Concerning his possible identity as the god Mars Ultor, this theory seems highly unlikely simply because he does not look like Mars Ultor as depicted during this time, specifically in the temple of Mars Ultor which Augustus had built to commemorate the defeat of Julius Caesar's assassins. The helmet-less, clean-shaven Roman on the cuirass hardly resembles the bearded image of Mars Ultor, adorned with an imposing plumed helmet. It is little wonder that this is not the most popular theory as to the figure's identity.
The Roman Army?
Could this figure be the personification of the Roman army? It is a strong possibility, but given the abundance of specific representations surrounding the figure (Phraates IV, Apollo, Diana, the sun god Sol and the moon goddess Luna), why would this figure be an exception? For various reasons, I believe the figure to be that of Tiberius. There is a strong possibility that the event depicted on the cuirass, that of Phraates handing the standard to Tiberius, literally happened. Tiberius, at the age of twenty-one, was given the responsibility of disposing of the current king of Armenia and replacing him with another. This proved to be an easy task, as the current king had been killed before Tiberius and his army even reached Armenia. Historian Robin Seager summarizes what happened next:
"He therefore entered the country without opposition and with his own hands placed the crown on Tigranes' head. Phraates, cowed by the presence of a Roman force, did not dispute the loss of Armenia, and the standards too were duly handed over, perhaps to Tiberius himself, on the banks of the Euphrates River."

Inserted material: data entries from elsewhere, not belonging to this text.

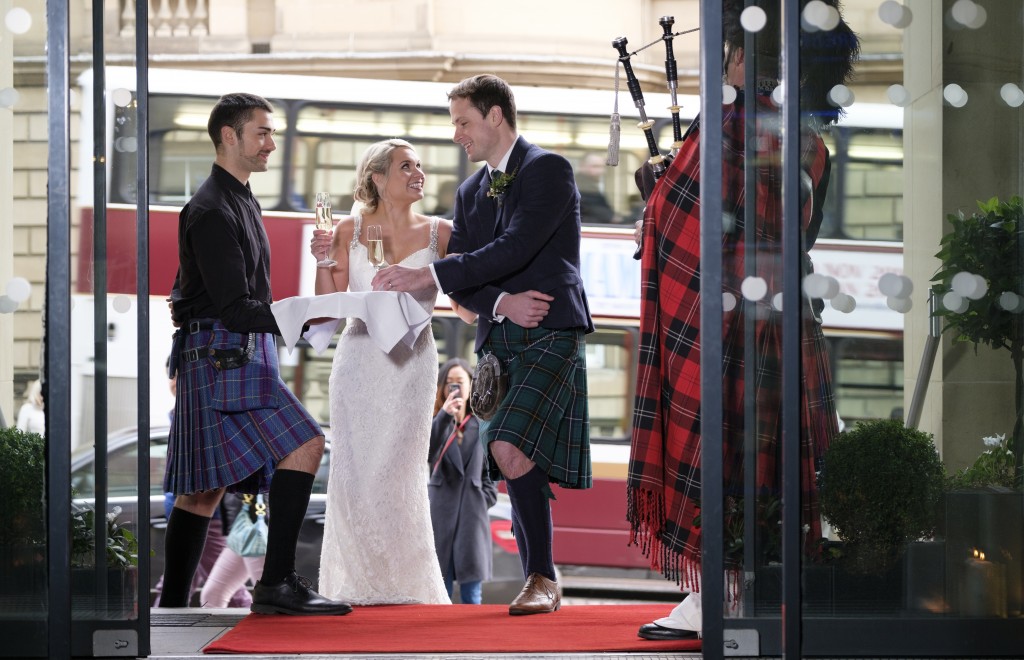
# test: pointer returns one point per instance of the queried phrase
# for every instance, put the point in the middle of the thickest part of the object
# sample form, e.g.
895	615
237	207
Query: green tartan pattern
545	412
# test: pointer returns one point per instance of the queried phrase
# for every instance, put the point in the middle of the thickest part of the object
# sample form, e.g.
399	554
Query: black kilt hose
545	412
231	427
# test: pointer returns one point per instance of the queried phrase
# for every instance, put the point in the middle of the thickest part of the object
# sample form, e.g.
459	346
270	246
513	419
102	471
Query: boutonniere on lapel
501	183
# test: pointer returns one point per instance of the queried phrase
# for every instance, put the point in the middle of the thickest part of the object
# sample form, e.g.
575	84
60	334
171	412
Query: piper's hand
454	404
320	245
402	278
526	309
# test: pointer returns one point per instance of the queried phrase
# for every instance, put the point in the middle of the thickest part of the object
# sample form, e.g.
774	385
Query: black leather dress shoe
294	596
655	631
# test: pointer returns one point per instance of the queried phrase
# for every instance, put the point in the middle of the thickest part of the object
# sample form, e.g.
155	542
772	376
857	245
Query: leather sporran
248	538
491	384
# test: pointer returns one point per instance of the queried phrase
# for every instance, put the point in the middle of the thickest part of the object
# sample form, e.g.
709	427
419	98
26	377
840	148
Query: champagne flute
326	222
375	246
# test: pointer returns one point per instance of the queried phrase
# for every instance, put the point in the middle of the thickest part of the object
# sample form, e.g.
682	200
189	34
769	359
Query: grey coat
460	494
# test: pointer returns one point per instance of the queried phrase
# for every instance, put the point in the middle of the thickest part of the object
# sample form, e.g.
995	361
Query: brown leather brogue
539	596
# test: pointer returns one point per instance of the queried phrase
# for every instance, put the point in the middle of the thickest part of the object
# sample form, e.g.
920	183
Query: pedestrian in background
460	489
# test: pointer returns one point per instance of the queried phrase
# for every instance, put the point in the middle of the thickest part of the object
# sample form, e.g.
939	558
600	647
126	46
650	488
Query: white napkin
390	317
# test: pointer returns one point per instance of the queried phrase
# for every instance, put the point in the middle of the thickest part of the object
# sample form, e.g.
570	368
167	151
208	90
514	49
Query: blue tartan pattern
215	441
545	413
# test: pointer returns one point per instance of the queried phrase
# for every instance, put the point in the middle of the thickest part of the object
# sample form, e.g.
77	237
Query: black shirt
223	258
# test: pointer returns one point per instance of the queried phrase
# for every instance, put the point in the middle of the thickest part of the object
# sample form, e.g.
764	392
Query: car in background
122	452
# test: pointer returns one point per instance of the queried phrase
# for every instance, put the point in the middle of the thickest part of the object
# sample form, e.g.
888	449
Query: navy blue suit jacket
528	239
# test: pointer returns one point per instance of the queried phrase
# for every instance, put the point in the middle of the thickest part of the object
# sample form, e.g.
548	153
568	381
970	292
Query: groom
517	229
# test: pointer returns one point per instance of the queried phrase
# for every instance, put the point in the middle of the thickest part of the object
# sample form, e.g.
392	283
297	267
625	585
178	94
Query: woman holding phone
459	487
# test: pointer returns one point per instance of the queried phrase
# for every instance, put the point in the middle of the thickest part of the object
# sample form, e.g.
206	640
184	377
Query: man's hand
526	309
402	278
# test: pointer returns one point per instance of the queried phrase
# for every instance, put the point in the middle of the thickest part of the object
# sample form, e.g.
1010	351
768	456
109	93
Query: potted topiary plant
979	284
881	487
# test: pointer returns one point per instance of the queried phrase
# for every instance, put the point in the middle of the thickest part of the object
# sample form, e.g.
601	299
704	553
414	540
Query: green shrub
881	486
23	491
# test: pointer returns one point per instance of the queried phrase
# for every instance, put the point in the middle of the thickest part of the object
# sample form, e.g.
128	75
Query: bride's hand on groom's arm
526	309
463	313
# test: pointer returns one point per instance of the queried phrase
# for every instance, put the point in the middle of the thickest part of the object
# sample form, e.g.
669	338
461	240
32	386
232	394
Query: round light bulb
753	18
18	290
754	289
954	302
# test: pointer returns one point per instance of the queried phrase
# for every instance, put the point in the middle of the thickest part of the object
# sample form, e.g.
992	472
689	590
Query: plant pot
925	577
991	522
120	600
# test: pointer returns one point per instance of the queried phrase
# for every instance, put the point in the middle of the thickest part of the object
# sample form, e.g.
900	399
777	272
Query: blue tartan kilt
231	427
545	412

Thus, in a purely historical context, the cuirass appears to be representative of actual events.
The strongest argument for Tiberius' inclusion in the breastplate scene though, is obvious. He himself commissioned the work in 15 AD. Since the cuirass work is believed to be too intricate for inclusion on the bronze original, this scene then was later added upon the marble version. Who better to represent the Roman army than the very man who received the standards?